お父さんの仕事の都合で、両親がしばらく家を空ける事になった。
それで、しばらくの間一人暮らしをする事になった仮にA君としておきましょうかね。

そのA君のところへ、友達のB君が日曜日に電話をいれた。
すると女の人が電話に出て「ただいま外出していて出られません」と電話を切られちゃった。
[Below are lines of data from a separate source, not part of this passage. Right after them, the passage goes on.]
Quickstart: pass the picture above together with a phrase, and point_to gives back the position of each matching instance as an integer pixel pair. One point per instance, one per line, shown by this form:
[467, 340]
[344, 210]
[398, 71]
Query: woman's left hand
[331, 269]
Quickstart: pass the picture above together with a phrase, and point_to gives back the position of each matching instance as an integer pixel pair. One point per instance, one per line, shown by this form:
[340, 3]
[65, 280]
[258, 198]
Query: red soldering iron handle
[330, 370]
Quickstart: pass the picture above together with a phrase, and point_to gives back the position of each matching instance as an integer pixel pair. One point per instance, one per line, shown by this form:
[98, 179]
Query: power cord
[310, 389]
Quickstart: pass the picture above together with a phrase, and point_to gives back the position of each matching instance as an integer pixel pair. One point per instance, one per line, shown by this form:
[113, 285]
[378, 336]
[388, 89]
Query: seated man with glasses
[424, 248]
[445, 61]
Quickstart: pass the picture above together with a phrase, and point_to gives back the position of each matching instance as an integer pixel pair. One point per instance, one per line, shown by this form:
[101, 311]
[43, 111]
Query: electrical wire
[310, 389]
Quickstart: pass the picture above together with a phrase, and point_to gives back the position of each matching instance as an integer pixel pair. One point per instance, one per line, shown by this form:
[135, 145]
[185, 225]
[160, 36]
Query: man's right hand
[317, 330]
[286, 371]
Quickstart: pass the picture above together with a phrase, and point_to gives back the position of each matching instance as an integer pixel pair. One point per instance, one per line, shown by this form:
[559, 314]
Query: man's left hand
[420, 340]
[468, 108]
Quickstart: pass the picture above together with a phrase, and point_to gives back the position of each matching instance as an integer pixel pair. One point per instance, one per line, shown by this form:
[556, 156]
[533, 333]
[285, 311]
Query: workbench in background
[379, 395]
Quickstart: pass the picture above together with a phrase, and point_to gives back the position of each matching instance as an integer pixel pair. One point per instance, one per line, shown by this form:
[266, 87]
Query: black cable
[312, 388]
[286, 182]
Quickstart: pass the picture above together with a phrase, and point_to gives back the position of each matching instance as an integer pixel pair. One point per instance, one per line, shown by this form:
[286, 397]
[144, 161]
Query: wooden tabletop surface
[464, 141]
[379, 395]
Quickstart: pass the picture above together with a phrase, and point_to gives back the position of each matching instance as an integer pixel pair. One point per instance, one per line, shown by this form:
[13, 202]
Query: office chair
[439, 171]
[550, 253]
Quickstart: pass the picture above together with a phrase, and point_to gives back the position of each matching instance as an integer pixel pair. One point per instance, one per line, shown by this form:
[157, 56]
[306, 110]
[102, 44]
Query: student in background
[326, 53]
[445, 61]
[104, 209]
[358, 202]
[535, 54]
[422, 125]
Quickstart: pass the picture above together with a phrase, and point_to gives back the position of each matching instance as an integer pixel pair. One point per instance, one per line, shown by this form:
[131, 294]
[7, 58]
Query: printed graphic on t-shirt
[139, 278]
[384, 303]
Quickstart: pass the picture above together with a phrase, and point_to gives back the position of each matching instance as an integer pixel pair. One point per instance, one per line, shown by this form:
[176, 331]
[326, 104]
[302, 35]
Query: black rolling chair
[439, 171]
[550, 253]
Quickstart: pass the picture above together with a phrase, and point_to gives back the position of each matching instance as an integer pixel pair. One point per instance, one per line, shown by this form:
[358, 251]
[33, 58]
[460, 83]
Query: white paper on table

(なんだよおい。日曜に家に居るから、電話をくれって言ったのに、あいつどこに行ってるんだよ…)
と思いながら、A君の携帯にかけてみた。

「おい、お前今どこにいるんだよ?」
「どこって、家に決まってるだろ?」

「嘘つけー!今、お前の家に電話かけたら、女の人が出て、外出中で出られませんって言われたぞ?」
「いや、家に居るよ!お前、どっか間違えて掛けたんじゃないか?」

「いや間違えてないよ。ちゃんと俺の名前も言って、お前の名前も言ったしさ。」
「え?本当かよ。」

「ところで、お前あの女の人誰?親戚の人でも来てるのか?」
「いや、誰も来ていないよ。家には俺一人だよ?」

「嘘だろー?ちゃんと電話にも出たんだからさ」
「いや、本当だって。俺一人だもん。おまえこそ本当に電話したのかよ?」

「したよ!」
「あー、でもそういえば…今しがた下で電話が鳴ったんだよな。
俺二階に居たんだけど、出ようとしたら切れちゃってさ。
じゃああれがお前からの電話だったのかな?」

「そうじゃないか?」
「いやさ…そういえば最近周りで変な事がよく起こるんだよな…
お前さ、ちょっと悪いんだけど、俺の家に来てくれないかな?」

「うん。いいよ。」
そう言って、B君はA君の家まで出かけていった。

夏の陽も落ちて、もう辺りは夜の闇。
庭に面したほうを網戸にして、それを背にしてB君が座っている。
廊下のほうは襖にして、A君はそちらを背にして座っている。
座敷のテーブルを囲んで、ちょうど二人は向かい合うようにしてお喋りをしているわけだ。

あれこれと話しをしているうちに、ちょうど二人が同時に話しをやめた。
なんだか気配がしている。それは、どうやら廊下のほうからしているようだ。
おかしい。家には二人しかいないわけだ。

B君が、A君の肩越しにジーっと廊下のほうを眺めてる。
A君は、B君のそんな姿をジーっと見ているわけだ。

何かがだんだんだんだんとこっちへやってくる。
そんな気配がしてる。微かな物音もしている。
来てる。確かに何かが来てる。

B君は、A君の肩越しに廊下のほうをただジーっと見てる。
A君はなんだか怖くなってきて、そんなB君の様子をただジーっと見ているわけだ。

だんだんだんだん何かがやってくる。

(何かが来る。来てる来てる…自分のすぐ後ろまで来てる。)
それでA君はB君をジーっと見てる。B君は相変わらずA君の肩越しに何かをジーっと見てる。

すると一瞬B君の表情が変わったんで、「どうした?」ってB君に聞くと、
B君が「なあ、縮れた茶色の髪の毛でさ、左の目の横にほくろのある色の白い女、知ってる?」
って言った。

「え?縮れた茶色の長い髪で、左の目の横にほくろがあって、色の白い女?
…それ、アキコだよ…お前なんでアキコの事知ってるんだよ?
以前に付き合ってた彼女でさ、去年亡くなったんだよ…なあ、なんでアキコを知ってるんだよ?」

するとB君が、「いや、その女が…今お前の後ろに居るんだよ…」って言った。